How Clifford Jackman wrote The Winter Family
Clifford Jackman has been a writer since his youth but only this year did the lawyer publish his first novel, The Winter Family. It follows a band of outlaws from the end of the American Civil War to their final standoff in Oklahoma in 1891, and was a finalist for the Governor General's Literary Award for Fiction this year. While the book has proved a success, it took a long time for Jackman to find what he was good at writing. This interview originally aired on December 7, 2015.
Although The Winter Family is my first published novel, I've written at least eight others that were never published. Back in high school, I was interested in science fiction and fantasy, and I started several projects in that area. I finished my first novel when I was 21 years old — it was a fantasy novel set in a world with two different races that were fighting each other. My next novel was also fantasy. Then I wrote a historical novel about Jack the Ripper. And I wrote different books throughout my twenties. At this time I didn't show my work to anyone; I didn't submit anything for publication. I just wrote them and put them in a drawer.

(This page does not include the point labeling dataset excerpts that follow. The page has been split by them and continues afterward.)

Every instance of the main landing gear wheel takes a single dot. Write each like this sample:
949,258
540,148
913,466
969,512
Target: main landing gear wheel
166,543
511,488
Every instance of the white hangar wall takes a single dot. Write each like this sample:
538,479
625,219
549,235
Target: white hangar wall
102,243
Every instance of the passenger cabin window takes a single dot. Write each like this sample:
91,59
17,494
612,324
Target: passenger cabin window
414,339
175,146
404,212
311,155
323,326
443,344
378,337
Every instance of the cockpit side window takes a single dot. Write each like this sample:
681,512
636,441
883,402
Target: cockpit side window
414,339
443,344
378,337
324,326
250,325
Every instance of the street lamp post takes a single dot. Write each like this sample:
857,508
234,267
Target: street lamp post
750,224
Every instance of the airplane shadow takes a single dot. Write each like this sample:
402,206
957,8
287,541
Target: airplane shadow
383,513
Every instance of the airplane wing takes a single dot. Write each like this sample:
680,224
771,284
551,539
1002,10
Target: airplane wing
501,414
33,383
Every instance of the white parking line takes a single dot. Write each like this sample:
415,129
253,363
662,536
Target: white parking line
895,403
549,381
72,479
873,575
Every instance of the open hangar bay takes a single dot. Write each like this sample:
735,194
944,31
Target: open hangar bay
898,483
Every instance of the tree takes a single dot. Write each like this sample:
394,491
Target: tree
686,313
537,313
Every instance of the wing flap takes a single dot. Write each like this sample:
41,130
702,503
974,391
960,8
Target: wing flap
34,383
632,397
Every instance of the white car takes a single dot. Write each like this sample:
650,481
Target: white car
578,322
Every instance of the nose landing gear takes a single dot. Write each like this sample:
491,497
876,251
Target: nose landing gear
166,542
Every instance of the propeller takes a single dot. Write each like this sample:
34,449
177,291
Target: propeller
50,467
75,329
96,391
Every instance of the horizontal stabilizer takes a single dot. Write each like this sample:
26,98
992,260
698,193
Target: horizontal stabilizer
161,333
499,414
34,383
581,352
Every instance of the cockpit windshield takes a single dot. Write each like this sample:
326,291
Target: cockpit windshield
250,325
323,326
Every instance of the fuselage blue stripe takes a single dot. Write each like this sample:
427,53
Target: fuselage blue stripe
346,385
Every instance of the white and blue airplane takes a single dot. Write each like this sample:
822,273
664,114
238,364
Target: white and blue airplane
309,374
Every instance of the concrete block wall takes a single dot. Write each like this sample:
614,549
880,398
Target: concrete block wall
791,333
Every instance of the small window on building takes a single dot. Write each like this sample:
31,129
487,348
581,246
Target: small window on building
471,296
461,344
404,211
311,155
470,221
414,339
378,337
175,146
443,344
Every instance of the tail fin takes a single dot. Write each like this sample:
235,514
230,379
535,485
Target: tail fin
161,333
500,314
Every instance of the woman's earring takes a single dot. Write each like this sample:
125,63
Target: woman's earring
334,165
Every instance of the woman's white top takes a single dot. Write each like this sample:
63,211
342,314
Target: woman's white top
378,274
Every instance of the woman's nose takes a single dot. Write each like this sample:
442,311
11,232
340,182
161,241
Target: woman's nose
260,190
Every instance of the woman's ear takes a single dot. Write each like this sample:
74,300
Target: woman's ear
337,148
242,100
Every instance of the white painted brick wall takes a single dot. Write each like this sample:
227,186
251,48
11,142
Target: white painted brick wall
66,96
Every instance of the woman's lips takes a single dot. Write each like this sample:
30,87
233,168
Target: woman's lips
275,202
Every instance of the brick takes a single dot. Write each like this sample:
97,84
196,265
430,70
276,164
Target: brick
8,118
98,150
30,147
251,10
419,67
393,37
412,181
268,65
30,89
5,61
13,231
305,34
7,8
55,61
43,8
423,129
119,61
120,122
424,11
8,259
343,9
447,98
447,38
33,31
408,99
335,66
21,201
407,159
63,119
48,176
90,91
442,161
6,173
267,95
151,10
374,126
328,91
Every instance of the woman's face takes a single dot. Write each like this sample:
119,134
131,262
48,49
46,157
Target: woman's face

Eventually, I decided I wanted to write something that would get published. My first idea was to write a novel about the CIA's drug dealings in Nicaragua in the 1980s — I didn't finish it. I figured the problem was that I wasn't writing from what I knew, so I decided to write what I did know, which was being a lawyer in Toronto because that's what I was doing at the time. But before I did I took a break and wrote a short story called "Oklahoma, 1891" about a band of outlaws. Then I started working on the more marketable novel and I did finish it, but it was a slough. By the time I finished, I knew I hadn't written a good novel, again. As you can imagine, I was a bit dispirited because I'd written numerous books that weren't very good.
So I decided to take a break and I wrote some more short stories set in the same world as "Oklahoma, 1891." Eventually, I wrote four more stories and suddenly realized that I had put together a book that was more marketable than I realized. I met an agent, and the book found a publisher, and the rest is history.
Clifford Jackman's comments have been edited and condensed.